Türkiye’nin IŞİD üzerinden Suriye’ye müdahale plânı devam
ederken, Suruç ve Ankara katliâmlarıyla bu ülkedeki fitne
kıvılcımlarının Türkiye sıçraması tehdidiyle karşı karşıya kalan
Ankara’nın nihâyet akıbeti gördüğü gözleniyor..
Doğrusu, Suriye ile krizin patlak verdiği 2011’den beri dört buçuk
yıldır Başbakan olarak Suriye’de çözümü “Esad yönetiminin
devrilmesi”ne endeksleyip dayatan ve bunu her fırsatta tekrarlayan
Erdoğan’ın, Cumhurbaşkanı olarak “Suriye’de Esad’lı geçiş olabilir”
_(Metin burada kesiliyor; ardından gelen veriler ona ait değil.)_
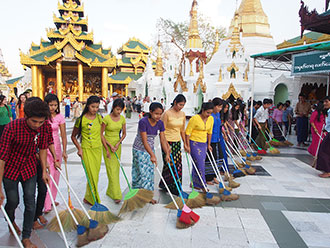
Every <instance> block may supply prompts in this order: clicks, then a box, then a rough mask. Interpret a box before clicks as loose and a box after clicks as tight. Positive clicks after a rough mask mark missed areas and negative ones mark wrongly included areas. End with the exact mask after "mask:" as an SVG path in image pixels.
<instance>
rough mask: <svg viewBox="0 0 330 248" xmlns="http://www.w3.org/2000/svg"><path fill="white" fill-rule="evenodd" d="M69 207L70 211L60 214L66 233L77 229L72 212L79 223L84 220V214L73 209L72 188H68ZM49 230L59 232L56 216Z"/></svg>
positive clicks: (80, 222)
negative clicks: (72, 218)
mask: <svg viewBox="0 0 330 248" xmlns="http://www.w3.org/2000/svg"><path fill="white" fill-rule="evenodd" d="M64 162H65V172H66V179H67V180H68V181H69V179H68V171H67V163H66V161H64ZM68 205H69V207H70V210H69V209H66V210H63V211H61V212H60V213H59V216H60V220H61V223H63V228H64V231H65V232H70V231H72V230H74V229H75V228H76V225H75V223H74V222H73V220H72V218H71V217H70V216H71V213H70V211H71V212H72V213H73V214H74V216H75V218H76V220H77V221H78V223H82V220H83V218H84V212H83V211H81V210H80V209H76V208H74V207H73V205H72V202H71V197H70V188H69V187H68ZM47 228H48V230H49V231H51V232H59V231H60V227H59V225H58V221H57V218H56V216H54V217H53V219H52V220H51V221H50V222H49V224H48V225H47Z"/></svg>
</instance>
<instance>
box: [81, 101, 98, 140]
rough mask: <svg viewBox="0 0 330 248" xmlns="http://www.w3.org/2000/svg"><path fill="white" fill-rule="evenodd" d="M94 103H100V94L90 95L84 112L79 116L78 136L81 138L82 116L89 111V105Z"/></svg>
mask: <svg viewBox="0 0 330 248" xmlns="http://www.w3.org/2000/svg"><path fill="white" fill-rule="evenodd" d="M93 103H100V98H99V97H98V96H90V97H88V99H87V102H86V105H85V108H84V110H83V112H82V113H81V115H80V116H79V118H78V119H79V120H80V122H79V128H78V135H77V137H78V138H80V137H81V130H82V118H83V116H84V115H85V114H87V113H88V110H89V105H91V104H93Z"/></svg>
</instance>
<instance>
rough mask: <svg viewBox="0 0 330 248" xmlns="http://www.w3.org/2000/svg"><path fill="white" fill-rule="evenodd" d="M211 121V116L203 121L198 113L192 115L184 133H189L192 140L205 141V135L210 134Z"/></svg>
mask: <svg viewBox="0 0 330 248" xmlns="http://www.w3.org/2000/svg"><path fill="white" fill-rule="evenodd" d="M213 122H214V120H213V117H212V116H210V117H209V118H208V119H207V121H206V123H204V121H203V120H202V118H201V117H200V115H194V116H193V117H192V118H191V119H190V120H189V122H188V126H187V128H186V135H189V136H190V140H192V141H196V142H201V143H206V142H207V135H208V134H212V130H213Z"/></svg>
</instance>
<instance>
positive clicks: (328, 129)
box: [325, 109, 330, 133]
mask: <svg viewBox="0 0 330 248" xmlns="http://www.w3.org/2000/svg"><path fill="white" fill-rule="evenodd" d="M325 130H327V132H328V133H330V109H329V110H328V116H327V119H326V120H325Z"/></svg>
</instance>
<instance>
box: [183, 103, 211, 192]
mask: <svg viewBox="0 0 330 248" xmlns="http://www.w3.org/2000/svg"><path fill="white" fill-rule="evenodd" d="M212 112H213V103H212V102H206V103H203V104H202V109H201V111H200V112H199V114H197V115H194V116H193V117H192V118H191V119H190V120H189V122H188V126H187V128H186V140H185V141H186V149H187V151H188V152H189V153H190V154H191V156H192V158H193V160H194V162H195V164H196V166H197V169H198V170H199V173H200V175H201V176H202V179H203V181H204V184H206V180H205V158H206V151H207V149H208V150H210V151H211V152H212V147H211V137H212V128H213V122H214V121H213V117H212V116H211V114H212ZM192 178H193V184H194V187H195V188H196V189H203V190H204V188H203V184H202V182H201V181H200V179H199V177H198V174H197V172H196V171H195V168H193V171H192Z"/></svg>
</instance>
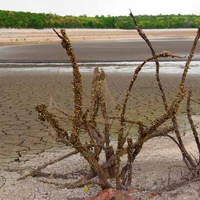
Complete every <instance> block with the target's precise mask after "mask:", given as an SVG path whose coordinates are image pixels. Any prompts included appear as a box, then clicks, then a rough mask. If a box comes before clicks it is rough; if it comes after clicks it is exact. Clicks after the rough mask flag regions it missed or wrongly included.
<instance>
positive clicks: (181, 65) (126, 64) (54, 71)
mask: <svg viewBox="0 0 200 200" xmlns="http://www.w3.org/2000/svg"><path fill="white" fill-rule="evenodd" d="M140 64H141V62H94V63H92V62H88V63H79V66H80V71H81V72H87V73H90V72H93V70H94V68H95V67H100V68H102V69H104V70H105V72H107V73H109V72H115V73H122V72H123V73H130V72H132V71H134V70H135V69H136V67H137V66H138V65H140ZM184 66H185V62H184V61H181V62H177V61H175V62H160V73H161V74H181V73H183V69H184ZM57 67H60V72H61V73H67V72H72V68H71V65H70V63H0V71H1V72H2V71H11V72H14V71H18V72H19V71H23V72H25V71H27V72H29V71H31V72H41V71H43V72H45V71H47V72H52V73H54V72H57ZM155 68H156V66H155V63H154V62H150V63H147V64H146V65H145V66H144V67H143V69H142V71H141V72H143V73H154V72H155ZM189 74H197V75H200V61H193V62H191V64H190V70H189Z"/></svg>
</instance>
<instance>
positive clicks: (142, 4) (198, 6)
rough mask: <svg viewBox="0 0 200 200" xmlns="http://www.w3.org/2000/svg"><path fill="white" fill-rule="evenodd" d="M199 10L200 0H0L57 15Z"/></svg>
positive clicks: (197, 11)
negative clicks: (130, 11)
mask: <svg viewBox="0 0 200 200" xmlns="http://www.w3.org/2000/svg"><path fill="white" fill-rule="evenodd" d="M129 9H131V10H132V12H133V13H134V14H135V15H139V14H152V15H156V14H179V13H180V14H198V15H200V0H189V1H184V0H167V1H165V0H0V10H13V11H29V12H36V13H40V12H41V13H54V14H55V13H56V14H58V15H76V16H78V15H83V14H86V15H88V16H95V15H114V16H118V15H128V14H129Z"/></svg>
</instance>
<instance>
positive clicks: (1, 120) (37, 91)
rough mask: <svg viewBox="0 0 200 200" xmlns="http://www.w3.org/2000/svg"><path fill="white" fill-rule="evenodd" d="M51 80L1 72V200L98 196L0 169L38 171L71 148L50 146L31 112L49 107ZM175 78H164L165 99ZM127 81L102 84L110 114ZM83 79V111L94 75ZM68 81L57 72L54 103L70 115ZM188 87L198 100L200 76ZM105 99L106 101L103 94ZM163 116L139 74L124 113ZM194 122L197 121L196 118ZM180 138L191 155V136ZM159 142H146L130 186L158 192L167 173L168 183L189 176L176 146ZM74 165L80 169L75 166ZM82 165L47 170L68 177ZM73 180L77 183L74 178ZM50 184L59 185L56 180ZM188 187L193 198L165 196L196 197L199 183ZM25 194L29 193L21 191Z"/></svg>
mask: <svg viewBox="0 0 200 200" xmlns="http://www.w3.org/2000/svg"><path fill="white" fill-rule="evenodd" d="M55 76H56V73H52V72H48V71H40V70H38V71H35V72H33V71H32V72H31V73H30V71H24V70H21V71H13V70H12V69H7V71H6V70H5V71H3V72H1V74H0V85H1V96H0V98H1V99H0V102H1V105H0V112H1V117H0V127H1V131H0V152H1V153H0V160H1V162H0V165H1V166H0V168H1V172H0V178H1V183H2V185H3V183H4V180H6V183H5V185H4V186H2V188H1V189H0V196H1V197H2V198H3V199H8V200H11V199H13V198H14V197H15V199H19V200H21V199H64V198H65V199H70V198H71V199H75V198H78V197H89V196H92V195H94V194H97V193H98V191H99V188H98V187H96V186H91V187H90V190H89V192H87V193H86V192H84V188H81V189H78V190H67V189H64V190H57V189H56V187H55V186H50V185H48V184H43V183H38V182H37V179H35V178H29V179H27V180H25V181H20V182H17V181H16V179H17V178H18V177H19V174H18V173H15V172H12V173H11V172H9V173H8V172H5V171H3V170H6V169H8V168H15V167H22V166H35V167H36V166H37V165H39V164H41V163H42V162H44V161H47V160H49V159H50V158H52V157H57V156H59V155H61V154H64V153H66V152H68V151H71V149H69V148H67V147H64V146H63V145H61V144H56V143H55V142H54V139H52V138H51V137H50V136H49V135H48V126H47V124H46V123H41V122H39V121H38V120H37V113H36V112H35V111H34V105H36V104H38V103H47V104H48V102H49V98H50V93H51V92H52V87H53V85H54V83H55V82H54V80H55ZM179 78H180V75H163V76H162V81H163V85H165V89H166V94H167V96H168V98H169V100H170V99H172V97H173V95H174V93H175V92H176V89H177V87H176V86H178V81H179ZM130 79H131V74H123V73H108V78H107V81H106V83H107V85H108V87H109V90H110V93H111V94H112V97H113V99H114V100H113V99H112V101H111V99H110V104H109V105H108V109H109V113H110V114H112V109H113V107H114V105H115V104H116V103H120V102H121V101H122V100H123V95H124V93H125V89H126V88H127V86H128V83H129V81H130ZM83 80H84V86H85V90H84V105H85V106H86V107H87V106H88V105H89V96H90V88H91V80H92V74H90V73H84V74H83ZM71 81H72V79H71V74H69V73H63V74H59V77H58V82H57V85H56V93H55V100H56V102H57V104H58V105H59V106H60V107H61V108H63V109H64V110H66V111H68V112H72V109H73V102H72V90H71ZM189 85H192V86H193V90H194V97H193V98H194V100H195V101H200V90H199V85H200V78H199V75H196V76H194V75H191V76H188V79H187V86H189ZM107 98H110V97H109V96H107ZM193 106H194V107H193V108H194V111H195V112H194V113H193V114H200V107H199V105H198V104H195V103H194V104H193ZM162 112H163V106H162V103H161V98H160V95H159V90H158V88H157V83H156V81H155V77H154V75H153V74H146V73H144V74H140V77H139V79H138V81H137V82H136V85H135V87H134V88H133V92H132V94H131V97H130V101H129V104H128V110H127V115H128V116H131V118H132V119H140V120H143V121H145V123H146V124H149V123H150V122H151V121H152V120H153V119H155V117H156V116H157V115H159V114H161V113H162ZM184 113H185V102H183V104H182V105H181V109H180V113H179V114H180V115H183V114H184ZM195 119H196V120H197V121H198V120H199V118H198V116H196V118H195ZM179 120H180V124H181V126H182V129H183V130H184V131H187V130H188V124H185V119H184V118H182V117H180V119H179ZM116 130H117V127H116ZM132 131H133V134H134V133H136V132H135V130H134V129H132ZM114 132H115V131H114ZM113 138H115V136H113ZM184 138H185V139H184V140H185V142H186V144H187V145H186V146H187V148H188V149H189V150H190V151H191V152H193V154H195V153H196V150H195V144H194V141H193V138H192V136H191V134H189V133H187V134H186V136H185V137H184ZM114 140H115V139H114ZM157 141H158V139H156V140H152V141H151V142H148V143H147V145H145V148H144V151H143V152H142V154H141V156H139V157H138V159H137V160H136V162H135V165H134V170H133V176H134V179H133V180H134V181H133V185H132V186H133V188H139V189H146V190H158V189H161V188H162V187H164V186H167V184H168V178H169V173H171V175H170V176H171V178H170V181H171V182H170V183H172V182H173V181H181V180H182V177H181V170H182V171H183V173H185V174H187V170H186V168H185V166H184V164H183V162H182V157H181V154H180V152H179V150H178V148H177V147H176V146H175V145H174V144H173V143H172V142H171V141H169V140H167V139H161V140H159V141H163V143H164V144H163V143H161V142H157ZM155 144H156V145H155ZM167 149H168V150H167ZM44 151H45V152H44ZM42 152H44V153H42ZM169 160H170V162H169ZM77 162H78V163H79V165H77ZM80 163H82V164H83V165H84V166H85V168H86V169H87V165H86V163H85V161H83V160H82V158H80V157H79V156H78V157H77V156H76V157H72V158H70V159H66V160H65V161H63V162H61V163H59V164H55V165H53V166H51V167H49V168H47V169H46V170H45V172H48V173H51V172H52V171H54V172H56V173H62V172H63V173H67V172H69V171H70V170H76V169H77V170H78V169H79V167H80V166H81V165H80ZM69 166H71V168H70V167H69ZM72 166H73V167H72ZM23 173H24V172H23ZM72 180H75V177H73V178H72ZM54 181H57V179H55V180H54ZM58 181H59V180H58ZM61 182H63V180H61ZM192 184H195V186H194V185H192V186H191V187H192V188H193V189H192V191H193V193H192V194H191V188H190V186H188V187H189V188H188V187H187V190H186V189H183V188H181V189H180V188H179V189H178V192H177V191H176V192H169V193H163V195H166V196H167V197H169V198H168V199H173V198H174V199H181V198H182V197H183V196H182V192H183V191H184V192H183V194H184V195H189V197H188V199H194V198H193V197H196V196H197V192H196V191H197V188H198V184H196V183H192ZM36 185H37V186H36ZM25 190H26V191H27V192H24V191H25ZM194 192H195V193H194ZM11 193H12V195H11ZM169 195H172V196H173V195H174V197H173V198H172V196H171V197H170V196H169ZM175 197H176V198H175ZM179 197H180V198H179ZM190 197H191V198H190ZM161 199H162V198H161ZM166 199H167V198H166ZM182 199H183V198H182ZM186 199H187V198H186Z"/></svg>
manevrası, AKP iktidarının geç de olsa yürüttüğü Suriye
politikasından caydığının ilk işâretiydi…
ÇIKMAZ POLİTİKADAN DÖNÜŞ!
Aslında Suriye politikasının yanlışlığının örtülü itirafı, Kurban Bayramı arefesinde -23 Eylül’de- Cumhurbaşkanı’nın Suruç saldırısı sonrası yoğun gündemin karamboluna gelen, Putin’le 1 saat 10 dakika görüştüğü Moskova ziyaretinde açığa çıkmıştı. “BM Genel Kurulu’nda ABD, Rusya, Türkiye üçlüsü olarak bu konuda bir çalışma kararına vardık. Sürece Suudi Arabistan ve İran’ı katarak bu çalışmaları sürdürelim” diyen Erdoğan’ın, “Tabiî burda bir geçiş sürecinde belki Esed’le gidilme gibi birşey olabilir” sıradışı açıklamasıyla ilk sinyalleri verilmişti.